Film review: Nomadland an achingly beautiful and poetic paean to solitude
NOMADLAND (12A, 107 mins) Drama/Romance. Frances McDormand, Linda May, Bob Wells, Charlene Swankie, David Strathairn, Melissa Smith, Peter Spears. Director: Chloe Zhao. Released: April 30 (streaming exclusively on Disney+) and screening at UK & Irish cinemas from May 17
IN ONE of the naturalistic conversations tightly woven into the fabric of Nomadland, Bob Wells – a real-life trailblazer for the van-dwelling nomadic lifestyle – explains to Frances McDormand's widow that members of his free-spirited community never say goodbye.
“We just say, ‘I'll see you down the road',” he softly professes.
It is impossible to say farewell to writer-director Chloe Zhao's achingly beautiful and poetic paean to solitude inspired by Jessica Bruder's non-fiction book Nomadland: Surviving America In The Twenty-First Century.
Directed, produced, written and edited by the Chinese-American film-maker, this delicate character study lingers fondly in the memory, dedicated to a generation of outsiders who have abandoned conventional living and created self-sufficient communities off the beaten track.
McDormand's unselfconscious lead performance as a grieving vagabond on the fringes of American society is enriched by a non-professional supporting cast of real-life nomads.
Joshua James Richards's exquisite cinematography captures tightly wound emotions in the majestic wilderness in every imaginable refraction of natural light, set to the haunting lament of composer Ludovico Einaudi's score.
Zhao's elegant script exercises restraint when feelings are most heightened: characters turn their backs on the past without fanfare and when one nomad dies, the tribe tosses rocks into an open fire in remembrance, causing embers to spew heavenwards into a starry firmament.
Nomadland opens with archive images of Empire, a prosperous mining town in the Black Rock Desert of northern Nevada.
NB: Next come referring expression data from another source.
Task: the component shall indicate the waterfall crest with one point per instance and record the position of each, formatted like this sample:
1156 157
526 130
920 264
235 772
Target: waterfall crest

When the gypsum plant closed in 2011 the God-fearing community evaporated, leaving behind a graveyard of weather-beaten empty stores and company homes.
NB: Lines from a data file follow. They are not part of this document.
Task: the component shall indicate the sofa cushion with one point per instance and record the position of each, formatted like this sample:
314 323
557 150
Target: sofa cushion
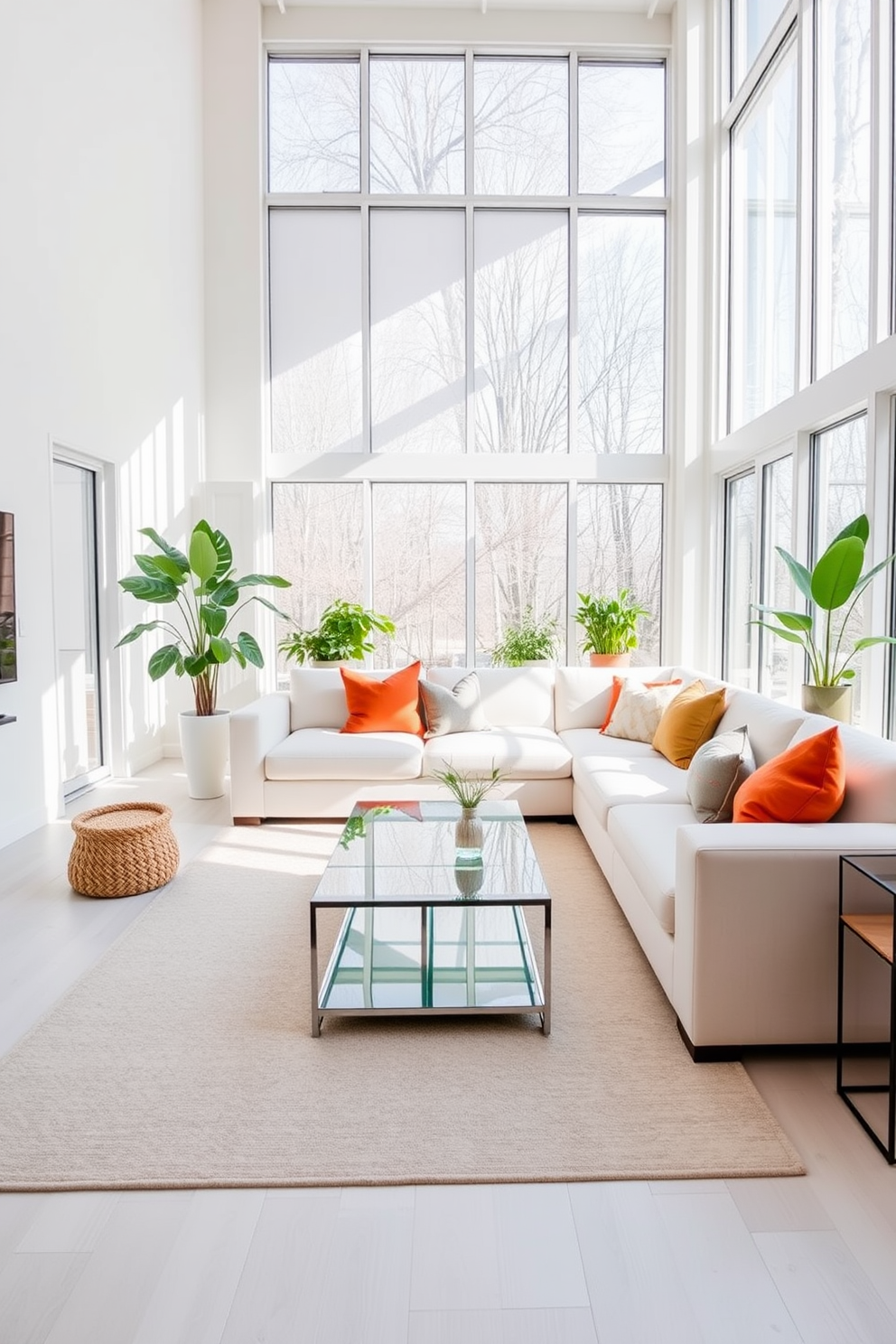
644 836
521 753
770 723
330 754
716 771
639 710
688 722
582 695
387 705
510 696
804 784
611 773
457 710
Sixty-something former worker Fern (McDormand) retrieves precious belongings from her storage locker before she hits snow-laden roads in a rusty white van. A seasonal job fulfilling orders at an Amazon warehouse tides her over.
One of Fern's colleagues, Linda May (playing herself), quits the cacophonous shop floor for the serenity of a desert camp run by Bob Wells, which provides “a support network for people who need help now”.
Fern follows Linda May to sun-scorched Arizona, where she is embraced by dispossessed and displaced souls including David (David Strathairn) and Swankie (Charlene Swankie).
Moving between camps and temporary jobs, Fern is pricked with guilt by an overdue reunion with her sister (Melissa Smith) before she confronts the reality of life without her husband.
Using Fern as a dramatic fulcrum, Nomadland cherishes the enduring power of the human spirit on numerous soul-stirring detours without a clearly designated and potentially contrived final destination.
Zhao's understated and profoundly moving trek into America's economically ravaged heartland does not draw attention to its simple yet artful construction.
McDormand melts effortlessly into her surroundings, fiercely committed to authenticity in her role whether she is relieving herself in a bucket or tenderly recalling her father's poignant mantra: “What's remembered, lives.”
By that simple measure, Nomadland burns brightly.